The new plan does not increase the height of the site’s tallest building, which will remain at 20 storeys, but will see increases in the heights of several other buildings, to between 12 and 18 storeys.
“The tower forms and neighbourhood composition is really what has changed,” said Dewji, noting residential is now placed along the west border of the site along Tyee Road, while public space is oriented toward the industrial edge of the site along Harbour Road near Point Hope Shipyard.
Also promised is a mix of residential that will include seniors’ housing, rental units, condominiums and affordable housing.
That’s why the Madrona project is important, Shearing said. “We wanted to lead with it to show we were dedicated to getting this project completed, and it shows the DNA of Dockside,” he said. “It’s a neighbourhood for a broad mix of housing types … that makes for a healthy community.”
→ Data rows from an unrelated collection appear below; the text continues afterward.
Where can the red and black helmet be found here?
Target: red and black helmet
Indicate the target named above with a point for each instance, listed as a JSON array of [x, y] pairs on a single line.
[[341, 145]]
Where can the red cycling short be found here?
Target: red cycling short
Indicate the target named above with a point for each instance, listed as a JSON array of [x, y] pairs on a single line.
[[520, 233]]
That mix and the addition of more space and common area are also part of creating a more environmentally friendly community, Shearing said. “The conversations around sustainability have moved to the social — the importance of people being able to connect and have a positive experience outside of their home in the public realm.”
The next step will be to establish a partnership with a builder for the next residential buildings. Shearing said they have been holding off on serious discussions until the city’s approval was finalized, but have had plenty of interest. Although work is expected to start soon on a commercial building along Harbour Road, the Dockside planners anticipate their next residential development will start to the south of the existing residential complexes on Tyee Road in the next year. Excavation for parking had already been completed on those sites before 2008.
Dockside expects full buildout of the project, originally expected in 2014, to take another 10 to 11 years. But the market will ultimately dictate the timeline, Shearing said.
“We have worked hard with the community to deliver a plan that we think is relevant and addresses the shortcomings of the original plan,” said Shearing.